Au 30 décembre 2023, quelque 20 490 personnes étaient en attente d’un premier service de soutien à domicile au Québec, tandis qu’elles étaient un peu moins de 10 000 il y a cinq ans. Précisons que les soins et services à domicile s’adressent à tous ceux qui ont une incapacité temporaire ou permanente, de nature physique ou mentale, nécessitant de recevoir à domicile divers services et soins, incluant aussi les soins palliatifs. Les services peuvent également être destinés au proche aidant qui accompagne ces personnes. D’après les données du ministère de la Santé et des Services sociaux, 383 155 Québécois ont reçu un service de soutien à domicile au cours de l’année 2022-2023.

PRIORITÉ AU MAINTIEN DE L’AUTONOMIE

La Commissaire à la santé et au bien-être (CSBE), Joanne Castonguay, soulignait dans son dernier rapport de la série Bien vieillir chez soi que le «modèle actuel de soutien à domicile doit évoluer pour faire face au vieillissement de la population. Il faut passer d’un système de soutien à la perte d’autonomie à un système axé sur son maintien. Pour ce faire, il faut […] valoriser la santé et le bien-être tout au long de la vie. Il faut soutenir les personnes dès les premières apparitions de leur perte d’autonomie et ne pas attendre qu’il soit trop tard pour la freiner.» La Commissaire a également confié à la Chaire de recherche Jacques-Parizeau en politiques économiques de HEC Montréal le mandat de faire des projections sur ce qui attend les Québécois d’ici 2040 en matière de soutien à domicile.

Voici quelques-uns de ses constats:

  • Le Québec connaîtra une augmentation massive des besoins en soutien à l’autonomie. De 324 400 personnes ayant des besoins en 2023, on prévoit une augmentation de 223 400 personnes d’ici 2040 (soit + 69%).
  • Le nombre d’heures dispensées à domicile et en résidences pour aînés (RPA) est relativement faible (21,4% du total des heures de services fournis en 2023), alors que les besoins y sont les plus élevés (70% du total des besoins en heures de soins en 2023).

  • Le nombre d’heures dispensées en CHSLD représente la grande majorité des heures dispensées, tous milieux confondus, soit près de 60% des heures dispensées en 2023.

  • D’ici 2040, il faudra recruter 13 700 infirmières et 45 600 travailleurs en soins d’assistance dans le secteur public à l’échelle du Québec, et cela, seulement pour maintenir le niveau actuel des services de sou- tien à l’autonomie par usager.
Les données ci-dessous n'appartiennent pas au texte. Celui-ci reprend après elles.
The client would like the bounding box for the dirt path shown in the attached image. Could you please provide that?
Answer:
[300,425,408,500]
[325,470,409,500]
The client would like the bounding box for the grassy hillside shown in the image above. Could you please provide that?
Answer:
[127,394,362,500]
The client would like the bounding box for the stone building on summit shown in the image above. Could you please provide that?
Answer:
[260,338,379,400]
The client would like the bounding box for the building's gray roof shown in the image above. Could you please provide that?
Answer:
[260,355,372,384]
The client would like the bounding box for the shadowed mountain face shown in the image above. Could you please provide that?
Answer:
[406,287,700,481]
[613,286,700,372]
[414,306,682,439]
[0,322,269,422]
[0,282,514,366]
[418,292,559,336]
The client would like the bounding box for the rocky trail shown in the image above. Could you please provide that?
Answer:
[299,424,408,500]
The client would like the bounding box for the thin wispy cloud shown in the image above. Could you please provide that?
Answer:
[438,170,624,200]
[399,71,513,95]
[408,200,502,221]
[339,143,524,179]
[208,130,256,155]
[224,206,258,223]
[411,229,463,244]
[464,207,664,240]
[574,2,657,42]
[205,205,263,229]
En discutant avec les experts, il semble évident qu’un réel désir d’améliorer les choses se manifeste depuis 2022. On est «en mode solutions». Et le problème ne se résume pas à une simple question d’argent. Les rapports de la Commissaire à la santé et au bien-être soulignent que les services de soutien à domicile dépendent d’une variété de prestataires publics, privés et communautaires et qu’ils sont dispensés dans le cadre de plusieurs programmes et mesures financières différentes. Malheureusement, il y a un manque de coordination d’ensemble.
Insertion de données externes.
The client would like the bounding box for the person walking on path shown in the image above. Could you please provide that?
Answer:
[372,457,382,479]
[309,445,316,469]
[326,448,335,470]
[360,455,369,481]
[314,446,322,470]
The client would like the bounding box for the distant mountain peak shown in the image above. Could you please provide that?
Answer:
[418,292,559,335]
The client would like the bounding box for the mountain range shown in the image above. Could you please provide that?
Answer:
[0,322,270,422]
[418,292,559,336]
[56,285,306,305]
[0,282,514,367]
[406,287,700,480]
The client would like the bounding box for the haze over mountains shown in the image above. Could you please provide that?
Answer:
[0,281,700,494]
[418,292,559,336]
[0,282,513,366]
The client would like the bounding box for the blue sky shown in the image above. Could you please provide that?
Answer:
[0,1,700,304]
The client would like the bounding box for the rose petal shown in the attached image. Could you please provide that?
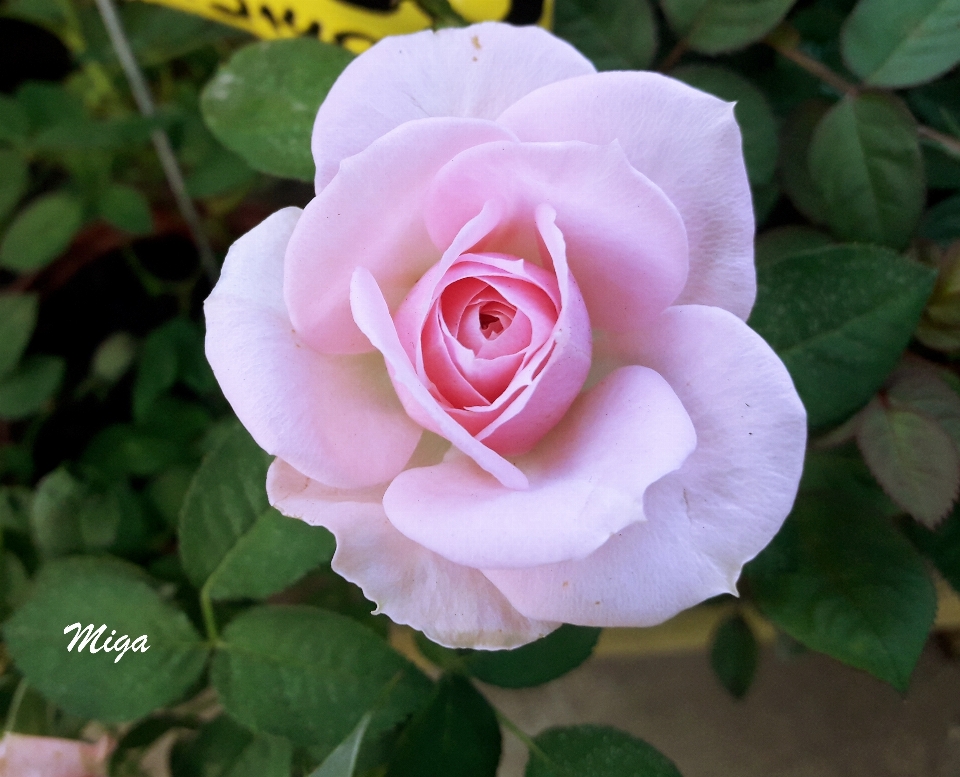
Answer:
[424,142,687,331]
[350,267,527,489]
[383,360,696,568]
[267,459,559,650]
[284,118,512,353]
[484,306,807,626]
[204,208,422,488]
[0,732,114,777]
[311,24,596,193]
[497,72,756,320]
Quand on affirme que moins de 15% des services sont dispensés par le système public, c’est une moyenne pour tous les services offerts. «Il y a clairement un enjeu lié à l’aide domestique, alors que ce service est davantage fourni par des proches aidants, des organismes communautaires pour lesquels on n’a pas de données, ou encore des entreprises privées, constate Georges-Charles Thiebaut, commissaire adjoint à l’évaluation et directeur scientifique du CSBE. Dès que la perte d’autonomie est plus importante, le taux de réponse est beaucoup plus élevé, notamment pour les soins infirmiers. L’intensité des services se concentre aujourd’hui sur une faible pro- portion des usagers, soit environ 10%», note le commissaire adjoint.
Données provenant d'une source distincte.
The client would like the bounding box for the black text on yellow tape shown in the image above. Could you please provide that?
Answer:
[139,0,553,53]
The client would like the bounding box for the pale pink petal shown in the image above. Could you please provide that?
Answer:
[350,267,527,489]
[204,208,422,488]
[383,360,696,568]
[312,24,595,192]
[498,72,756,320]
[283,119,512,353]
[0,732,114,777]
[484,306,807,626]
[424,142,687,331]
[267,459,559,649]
DES ENJEUX DE SOCIÉTÉ MAJEURS

Encore aujourd’hui, la plupart des personnes qui reçoivent de l’aide à domicile disent l’obtenir de leurs proches. C’est majoritairement le conjoint (28%) ou un fils ou une fille (45%) qui est le plus susceptible d’être le principal aidant des personnes de 65 ans et plus pour l’aide à domicile, révèlent des données de 2019 de l’Institut de la statistique du Québec (ISQ). Les causes d’une telle situation sont multiples. Et le vieillissement de la population conjugué à la pénurie de main-d’œuvre pose des défis importants. Dès 2031, un Québécois sur quatre (25%) sera âgé de 65 ans plus, selon l’ISQ.

On souhaite donc augmenter la capacité du réseau public afin de desservir plus d’aînés, notamment en favorisant des partenariats avec des organismes communautaires, des organisations d’économie sociale et des entreprises privées. Tout cela pourrait, semble-t-il, être facilement envisageable en ce qui concerne l’aide domestique et les soins personnels.

DIVERS PROGRAMMES DE FINANCEMENT, PAS TOUS BIEN CONNUS

Les programmes d’aide sont nombreux et souvent méconnus de la population. Ils dépendent aussi des services offerts dans chacune des localités ou CLSC. Autre bémol: on ne distingue pas le financement des fournisseurs de services de celui des usagers. Pour savoir si un usager y a droit, il peut contacter la personne responsable du programme en question à son CLSC. Elle pourra évaluer ses besoins ou ceux de son proche aidant. Selon la ministre des Aînés et ministre déléguée à la Santé, Sonia Bélanger, la plupart de ces programmes seront revus et améliorés prochainement.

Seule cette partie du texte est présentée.